NEW DETRITAL METHODOLOGY FOR MAFIC TERRAINS: SINGLE BASALT GRAIN INCREMENTAL 40AR/39AR AGE DETERMINATIONS


OKWUEZE, Odinaka, KONRAD, Kevin and CAPALDI, Tomas, Department of Geoscience, University of Nevada, Las Vegas, 4505 S. Maryland Parkway, Las Vegas, NV 89154-4010

Single-grain detrital geochronology is a powerful tool for assessing the first-order temporal evolution of a region. However, current methodologies tend to focus on mineral phases such as zircon, sanidine, hornblende, and rutile, that in ocean island environments like Iceland are rare or absent, and fail to capture the regional temporal magmatic history. Here we present preliminary results using 40Ar/39Ar incremental heating geochronology on single basaltic grains recovered from river catchments in Iceland. To test the viability of the method we selected 19 1-2mm sized grain samples from 5 catchments in Iceland. These river samples erode tholeiitic to transitional/alkaline volcanic rocks with a predicted age range of 100 ka to 15 Ma.

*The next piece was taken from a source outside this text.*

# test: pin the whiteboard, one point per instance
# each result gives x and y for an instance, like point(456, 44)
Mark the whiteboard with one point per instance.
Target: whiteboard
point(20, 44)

Samples were broken into three distinct preparation groups, one set cleaned through sonication in acetone and two groups with variable acid leaching. Samples were heated using a vacuum furnace and gas was analyzed using a NGX noble gas mass spectrometer with ATONA amplifiers housed within the Nevada Isotope Geochronology Laboratory. Experiments consisted of 19 to 23 individual heating steps. In total 15 of the 19 incremental heating experiments produced concordant age plateaus with 39Ar percent varying from 55 – 100% and probability of fit factors >5%. Ten of the heating experiments had tightly concordant subatmospheric inverse isochron intercepts (typically 40Ar/36Arint of 293-295; relative to a 40Ar/36ArAtmo of 298.56) consistent with their glassy composition. However, irradiation recoil effects appear to be minimal or non-existent. Uncertainties (2σ) ranged from 1% to 7% for lava flows older than 1 Ma (n=7) and 9% to 86% for flows younger than 1 Ma (n=8). The furnace blank to sample ratio was the primary control on the uncertainties and using a low blank laser system would improve the error considerably. We found that less altered grains with abundant glass yielded more precise age data due to the higher 39ArK and 40Ar* signals. The initial results here are very promising and show 40Ar/39Ar incremental heating experiments on single grains is a viable detrital geochronology method in mafic terrains. Future work will focus on testing and refining the method by experimenting with heating through a diode laser to further increase efficiency.